Deferred Deductions for Taxes
Note 29.
Subsequent Events
The main events that occurred between December 31, 2012 and
February 18, 2013, the date on which the 2012 statutory financial
statements were approved by the Management Board, were as follows:
January 9, 2013: U.S. court ruling in the lawsuit between Vivendi and
Liberty Media Corporation.
On February 7, 2013: Vivendi and Universal Music Group entered into
a definitive agreement to sell Parlophone Label Group, a unit of EMI
Recorded Music, to Warner Music Group for £487 million to be paid
in cash.
On February 13, 2013: Lagardère Holding TV filed a complaint against
Vivendi and Canal+ Group with the Paris Commercial Court seeking
restitution, under penalty, from Canal+ Group, of the entire cash
surplus given over by Canal+ France (please see Note 24, Litigation).

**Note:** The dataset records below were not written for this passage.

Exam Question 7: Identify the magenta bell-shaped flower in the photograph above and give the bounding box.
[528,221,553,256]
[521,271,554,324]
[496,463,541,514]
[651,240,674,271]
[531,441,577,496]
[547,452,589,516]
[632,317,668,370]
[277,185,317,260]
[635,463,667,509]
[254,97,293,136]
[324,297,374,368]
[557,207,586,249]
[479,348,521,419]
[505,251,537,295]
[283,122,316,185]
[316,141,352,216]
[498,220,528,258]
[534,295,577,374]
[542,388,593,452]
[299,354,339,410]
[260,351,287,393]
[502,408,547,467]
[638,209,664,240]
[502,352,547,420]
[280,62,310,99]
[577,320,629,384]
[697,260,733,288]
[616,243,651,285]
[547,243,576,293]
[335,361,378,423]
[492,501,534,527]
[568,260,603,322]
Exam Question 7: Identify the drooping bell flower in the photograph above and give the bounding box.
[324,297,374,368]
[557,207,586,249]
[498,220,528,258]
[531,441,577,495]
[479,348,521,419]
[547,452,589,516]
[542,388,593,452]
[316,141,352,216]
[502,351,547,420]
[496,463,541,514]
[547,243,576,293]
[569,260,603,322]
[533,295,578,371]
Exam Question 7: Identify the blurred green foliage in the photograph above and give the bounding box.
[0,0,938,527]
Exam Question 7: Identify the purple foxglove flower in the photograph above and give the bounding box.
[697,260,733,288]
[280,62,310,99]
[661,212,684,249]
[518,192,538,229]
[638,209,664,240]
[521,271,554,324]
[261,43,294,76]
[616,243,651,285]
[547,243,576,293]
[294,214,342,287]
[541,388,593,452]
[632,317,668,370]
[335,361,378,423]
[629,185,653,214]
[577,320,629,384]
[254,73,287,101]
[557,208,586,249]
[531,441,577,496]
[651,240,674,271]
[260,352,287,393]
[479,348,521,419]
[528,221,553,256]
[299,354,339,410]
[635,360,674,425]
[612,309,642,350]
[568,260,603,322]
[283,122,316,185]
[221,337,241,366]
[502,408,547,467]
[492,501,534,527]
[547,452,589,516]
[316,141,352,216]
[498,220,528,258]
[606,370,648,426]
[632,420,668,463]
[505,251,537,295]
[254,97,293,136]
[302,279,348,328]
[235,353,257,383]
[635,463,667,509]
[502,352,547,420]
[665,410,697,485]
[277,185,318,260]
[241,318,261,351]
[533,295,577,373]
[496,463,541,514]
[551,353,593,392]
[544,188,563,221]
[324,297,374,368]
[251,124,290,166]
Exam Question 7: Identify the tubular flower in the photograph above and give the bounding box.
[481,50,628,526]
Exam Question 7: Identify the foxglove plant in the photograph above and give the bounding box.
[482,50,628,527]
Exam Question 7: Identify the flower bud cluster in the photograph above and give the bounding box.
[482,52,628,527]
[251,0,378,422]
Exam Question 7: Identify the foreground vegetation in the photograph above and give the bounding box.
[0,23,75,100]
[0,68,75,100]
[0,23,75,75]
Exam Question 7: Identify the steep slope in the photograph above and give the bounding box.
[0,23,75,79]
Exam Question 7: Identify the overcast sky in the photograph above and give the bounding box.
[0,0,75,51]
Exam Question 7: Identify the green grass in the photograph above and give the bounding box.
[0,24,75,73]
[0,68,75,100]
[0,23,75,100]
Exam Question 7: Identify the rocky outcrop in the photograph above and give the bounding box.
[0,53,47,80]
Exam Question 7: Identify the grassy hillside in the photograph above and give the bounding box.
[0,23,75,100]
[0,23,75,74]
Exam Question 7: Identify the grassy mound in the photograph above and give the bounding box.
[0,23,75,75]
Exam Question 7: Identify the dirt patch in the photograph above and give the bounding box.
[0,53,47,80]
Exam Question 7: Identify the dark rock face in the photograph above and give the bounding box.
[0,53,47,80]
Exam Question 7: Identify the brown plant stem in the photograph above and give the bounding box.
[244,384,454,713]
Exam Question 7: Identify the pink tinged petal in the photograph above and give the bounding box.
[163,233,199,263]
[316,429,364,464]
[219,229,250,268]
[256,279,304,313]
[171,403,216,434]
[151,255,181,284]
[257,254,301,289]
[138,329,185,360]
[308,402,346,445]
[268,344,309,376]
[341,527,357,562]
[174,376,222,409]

On February 15, 2013: Vivendi filed with the Court a Notice of Appeal
against the judgment awarded in the litigation between Vivendi and
Liberty Media Corporation.
Note 28 Deferred Deductions for Taxes
In addition to tax losses carried forward which qualify for relief at the
standard rate and foreign tax credits (please refer to Note 5, Income
Taxes), timing differences between the tax and accounting treatment
of income and expense items would generate a future reduction of
€360.0 million in tax liabilities (including contributions) due to the deferred
deduction for tax purposes of certain expenses.